Throughout our youth, we struggle and achieve in school. We advance to the next grade level until we finally reach high school graduation. This is the real deal.
This is the sidewalk across the roadway to college, the goal we’ve waited to achieve.
But even through struggles and life’s obstacles, not all of us succeed to expectations. We can’t all be Greek heroes who overcome and triumph no matter what.
So now we’re filling out applications for community college. But we are not discouraged because: We. Will. Transfer.
We will get to a four-year university and we will graduate with our bachelor’s degree. And we might even apply to grad school.
We might even earn our PhD’s and go to med school or law school.
So we tackle general education courses and we fight for spots off the waitlist for classes. We even juggle one, two or even four extra-curricular activities.
We’re finally at the semester when we apply for four-year universities.
We are so close.
After college applications, financial aid forms, completing our last general education classes and applying for our transfer degrees…

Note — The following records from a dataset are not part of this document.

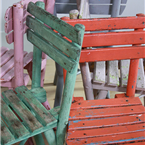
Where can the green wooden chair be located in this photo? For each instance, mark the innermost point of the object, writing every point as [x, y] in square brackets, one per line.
[22, 114]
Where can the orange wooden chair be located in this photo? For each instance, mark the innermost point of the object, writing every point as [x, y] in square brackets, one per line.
[110, 121]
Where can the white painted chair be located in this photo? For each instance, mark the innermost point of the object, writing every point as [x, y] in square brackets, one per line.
[14, 61]
[115, 77]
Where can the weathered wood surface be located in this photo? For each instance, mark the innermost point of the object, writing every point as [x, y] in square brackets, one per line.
[41, 113]
[55, 39]
[53, 22]
[50, 50]
[23, 112]
[106, 129]
[14, 124]
[5, 134]
[12, 130]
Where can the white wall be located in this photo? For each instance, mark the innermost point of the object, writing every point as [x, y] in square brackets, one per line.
[133, 7]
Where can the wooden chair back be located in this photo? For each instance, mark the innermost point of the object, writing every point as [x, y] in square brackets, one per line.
[65, 53]
[125, 37]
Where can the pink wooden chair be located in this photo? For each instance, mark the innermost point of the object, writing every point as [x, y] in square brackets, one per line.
[14, 61]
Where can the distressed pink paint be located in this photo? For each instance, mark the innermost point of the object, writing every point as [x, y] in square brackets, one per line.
[18, 43]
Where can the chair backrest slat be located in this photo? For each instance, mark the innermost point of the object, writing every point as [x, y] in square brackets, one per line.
[117, 53]
[91, 1]
[96, 6]
[55, 39]
[66, 62]
[110, 24]
[121, 38]
[55, 23]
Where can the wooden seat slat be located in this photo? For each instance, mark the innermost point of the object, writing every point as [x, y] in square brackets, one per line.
[14, 124]
[107, 39]
[106, 122]
[110, 24]
[115, 139]
[5, 134]
[41, 112]
[107, 131]
[105, 103]
[103, 112]
[23, 112]
[66, 62]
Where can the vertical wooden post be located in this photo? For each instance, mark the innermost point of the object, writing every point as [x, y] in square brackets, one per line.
[83, 6]
[18, 43]
[67, 98]
[133, 71]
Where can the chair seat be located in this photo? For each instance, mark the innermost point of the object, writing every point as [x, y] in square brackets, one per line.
[23, 116]
[109, 121]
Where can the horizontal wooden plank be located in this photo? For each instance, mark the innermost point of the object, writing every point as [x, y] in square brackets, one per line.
[25, 2]
[121, 138]
[64, 61]
[106, 103]
[116, 54]
[105, 112]
[14, 124]
[108, 131]
[90, 1]
[135, 143]
[55, 23]
[106, 122]
[40, 111]
[114, 88]
[98, 24]
[94, 9]
[107, 39]
[5, 134]
[23, 112]
[53, 38]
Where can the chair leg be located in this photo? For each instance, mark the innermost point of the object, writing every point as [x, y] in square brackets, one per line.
[42, 76]
[39, 139]
[108, 95]
[50, 137]
[102, 94]
[55, 78]
[59, 88]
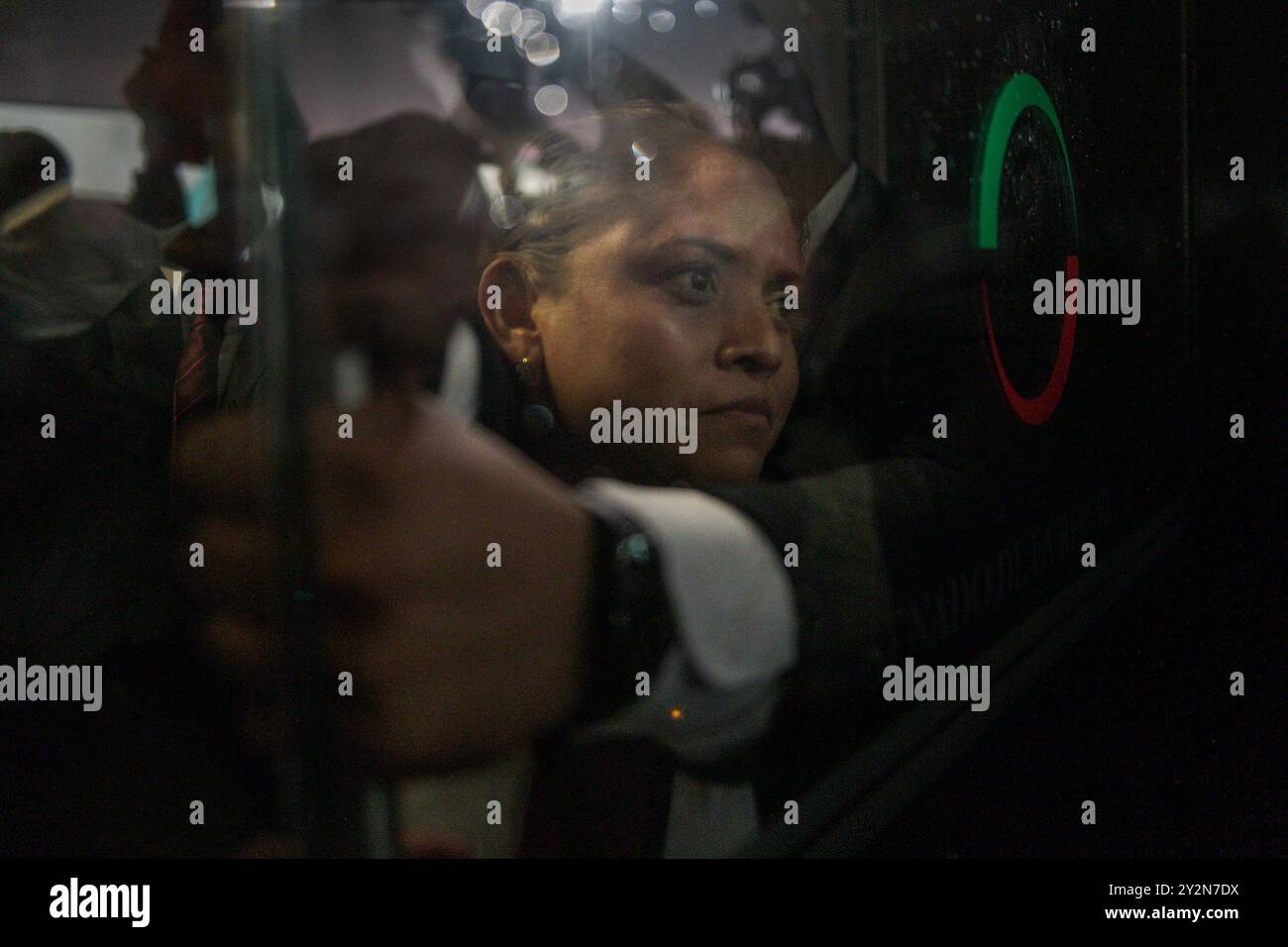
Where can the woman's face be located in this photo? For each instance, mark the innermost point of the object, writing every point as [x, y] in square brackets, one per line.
[682, 307]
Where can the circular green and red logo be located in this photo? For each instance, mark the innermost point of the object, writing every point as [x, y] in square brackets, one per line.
[1022, 206]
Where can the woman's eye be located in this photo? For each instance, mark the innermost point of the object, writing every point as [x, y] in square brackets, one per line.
[695, 285]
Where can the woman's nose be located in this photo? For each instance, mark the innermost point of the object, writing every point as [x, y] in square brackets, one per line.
[752, 341]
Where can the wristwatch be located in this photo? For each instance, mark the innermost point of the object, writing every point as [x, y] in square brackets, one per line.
[630, 620]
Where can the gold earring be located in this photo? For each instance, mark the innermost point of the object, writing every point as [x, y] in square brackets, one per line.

The date comes. The day we’ve had in the back of our minds because it is too stressful to think about and we did not think it would come this fast.
But today is the day.
Today is the day we find out whether we have been accepted into our dream school. We put all our eggs in that school’s basket.
Yes, we applied to other schools but we are betting on that one.
So we rip through the mailbox and constantly check our junk email box for that letter.
“I didn’t get accepted into [UC Santa Barbara].”
Monica Sepulveda, 20, is a non-traditional, low-income, first-generation college student. Graduating high school well before her class, she enrolled into Sacramento City College, where she immediately immersed herself into the campus community.
She became the vice president of Student Senate and tackled student issues at the campus and state level.
Monica is a California community college EOPS (Extended Opportunities, Programs and Services) student and an AB 540 student. Assembly Bill 540 allows unprotected immigrants the opportunity to attend public university and pay in-state tuition.
It was not a comforting feeling when Monica came to me, one of her very close friends, with this information. I sat there and helped her process the disappointment, this thing that made her feel defeated.
I made sure to lift her up. I encouraged her to appeal the rejection and let them know what an outstanding student she is, what an outstanding individual — she does amazing things in and for a country that has not yet given her citizenship.
A day later, Monica comes to me with this thought: “I forgot that my immigration status probably played a role in why I didn’t get accepted into UCSB.”
For this reason, many AB 540 students feel discouraged to go to college or even apply.
As a community, it is our job to lift those around us. Students who are overly qualified should not be judged merely by their citizenship status.
Put aside opinions about illegal immigration and the benefits people from other places receive from America. Instead, look at the way America benefits from these individuals.
A lot of our produce comes from farms where migrant farmworkers work, from seedling to full-grown crop. They are elite professionals and caregivers.
Suppressing a community serves no one any good.
Stop the suppression of AB 540 students.
Americans get into all kinds of troubles during their lives. They get a chance to start over once they enter college.
Shouldn’t that opportunity be available to everyone?